Deliberations and analysis that takes place within the PSES is protected, in any recorded or unrecorded form. That cannot be removed (or designated as non-PSWP). To keep deliberations and analysis available for sharing outside the workgroup, they must take place outside the PSES.

Consider this example:

The Infection Prevention Department receives a report of an infection that needs to be reported to the Missouri Department of Health and Senior Services report. This report is initially considered as PSES. The following options are available:

·  The report itself can be left within the PSES, and someone can use original sources to re-generate the information for reporting to the state.

·  The report can be removed from the PSES and be designated as non-PSWP if it has not been submitted in its current form to the PSO.
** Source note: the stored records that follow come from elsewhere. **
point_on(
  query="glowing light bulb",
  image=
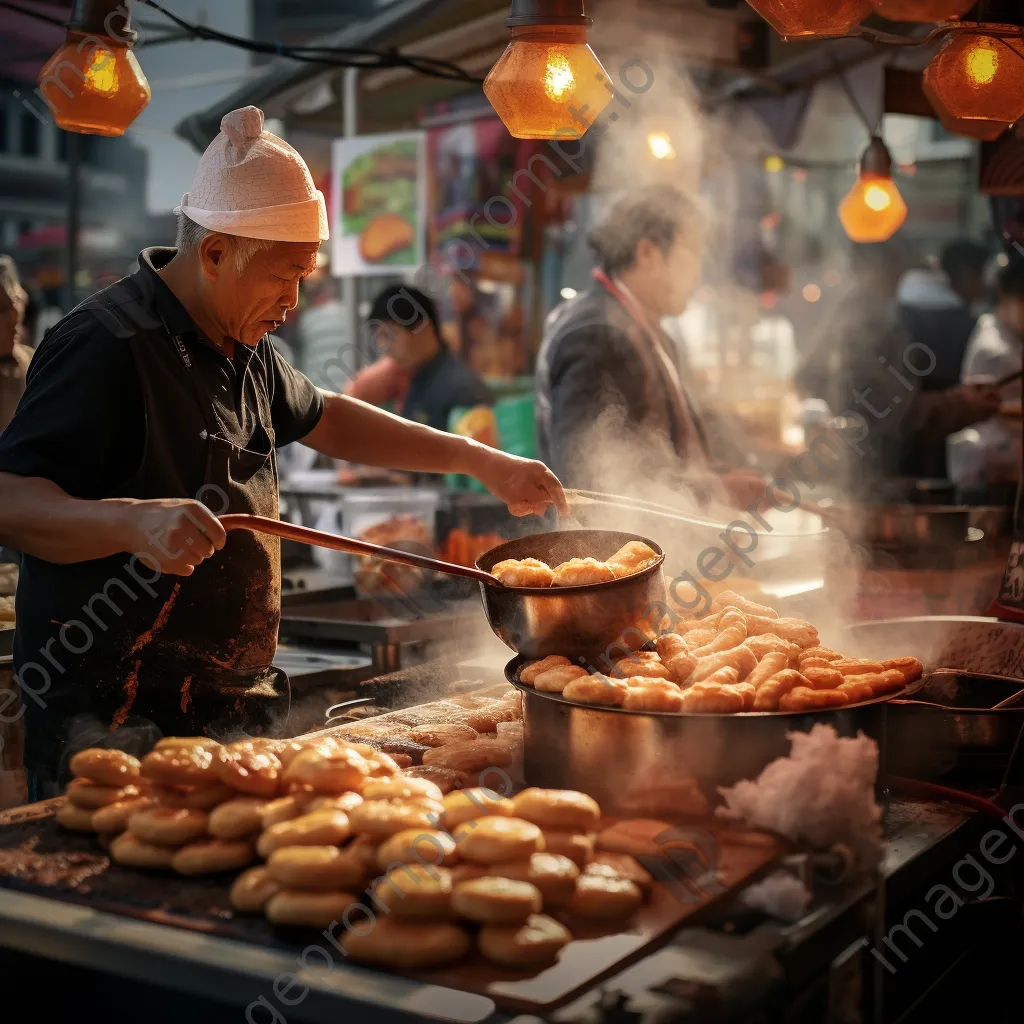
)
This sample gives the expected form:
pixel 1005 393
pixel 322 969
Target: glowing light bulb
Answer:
pixel 812 17
pixel 660 145
pixel 548 83
pixel 101 75
pixel 977 78
pixel 558 78
pixel 878 198
pixel 982 64
pixel 922 10
pixel 95 88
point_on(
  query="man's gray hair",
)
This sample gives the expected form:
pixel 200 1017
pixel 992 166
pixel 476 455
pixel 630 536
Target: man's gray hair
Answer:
pixel 243 250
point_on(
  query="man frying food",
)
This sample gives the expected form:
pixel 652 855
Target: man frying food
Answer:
pixel 154 408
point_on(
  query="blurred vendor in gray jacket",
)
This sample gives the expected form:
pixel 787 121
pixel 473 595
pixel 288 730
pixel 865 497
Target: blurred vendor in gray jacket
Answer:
pixel 613 402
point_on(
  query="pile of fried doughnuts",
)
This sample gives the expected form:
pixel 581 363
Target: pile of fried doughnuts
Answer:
pixel 741 656
pixel 628 560
pixel 331 832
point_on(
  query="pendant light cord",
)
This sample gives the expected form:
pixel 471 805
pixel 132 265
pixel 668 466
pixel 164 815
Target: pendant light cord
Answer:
pixel 872 130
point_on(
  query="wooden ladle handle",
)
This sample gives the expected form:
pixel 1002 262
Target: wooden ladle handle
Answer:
pixel 321 539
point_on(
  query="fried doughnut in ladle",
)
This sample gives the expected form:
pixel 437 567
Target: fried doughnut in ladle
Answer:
pixel 632 557
pixel 523 572
pixel 596 689
pixel 580 571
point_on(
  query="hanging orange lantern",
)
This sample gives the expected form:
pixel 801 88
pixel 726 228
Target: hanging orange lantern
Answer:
pixel 548 83
pixel 93 84
pixel 812 17
pixel 873 210
pixel 977 78
pixel 922 10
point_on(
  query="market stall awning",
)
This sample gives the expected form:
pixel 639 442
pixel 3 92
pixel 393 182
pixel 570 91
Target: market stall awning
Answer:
pixel 286 80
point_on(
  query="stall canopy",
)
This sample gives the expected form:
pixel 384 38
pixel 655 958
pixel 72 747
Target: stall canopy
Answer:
pixel 287 81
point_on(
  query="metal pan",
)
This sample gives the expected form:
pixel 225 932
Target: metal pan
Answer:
pixel 534 622
pixel 577 622
pixel 616 755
·  If some data points on the report that exist in other sources have been included in a web-based report to the PSO, but not the report itself (i.e. it is not attached to the web-based event report), then the report form can still be removed from the PSES and designated as non-PSWP. These might include dates of surgery, dates of initial onset of infection, antibiotics used, etc. These facts would never be protected as they are part of the patient’s medical record. (See caveat below.)

·  Caveat: Any document reflecting deliberations and analysis that take place inside the PSES (e.g. infection control committee discussions of root cause or of other similar events) is PSWP and cannot be designated as non-PSWP. If the organization wants to share the deliberations and analysis beyond permitted audiences per its policy, it needs to conduct the deliberations and analysis outside the PSES. Related data such as the original report (but not deliberations and analysis) that has not been disclosed can then be submitted to the PSO if the organization later wants to protect it.

This is complicated to understand. It is often advantages to talk with someone from the Center – feel free to send an e-mail or call any time.

Removal of PSWP from your PSES:

Develop a process to remove PSWP from your PSES prior to submission to the Center PSO, including:

·  Maintenance of a log of PSWP that is removed from the PSES, including the date of removal and a statement that you no longer intend to report the information to a PSO

·  Identify which personnel or categories of personnel are authorized to remove PSWP from your PSES.

·  Removing it from your PSES is the technical way to remove federal confidentiality requirements.

·  Delibrations and analysis that occur within the PSES as PSWP cannot be removed.

Process for Submission:

Define your process to report your PSWP to the PSO. Data and information reported to the CPS PSO will be entered into an electronic reporting system.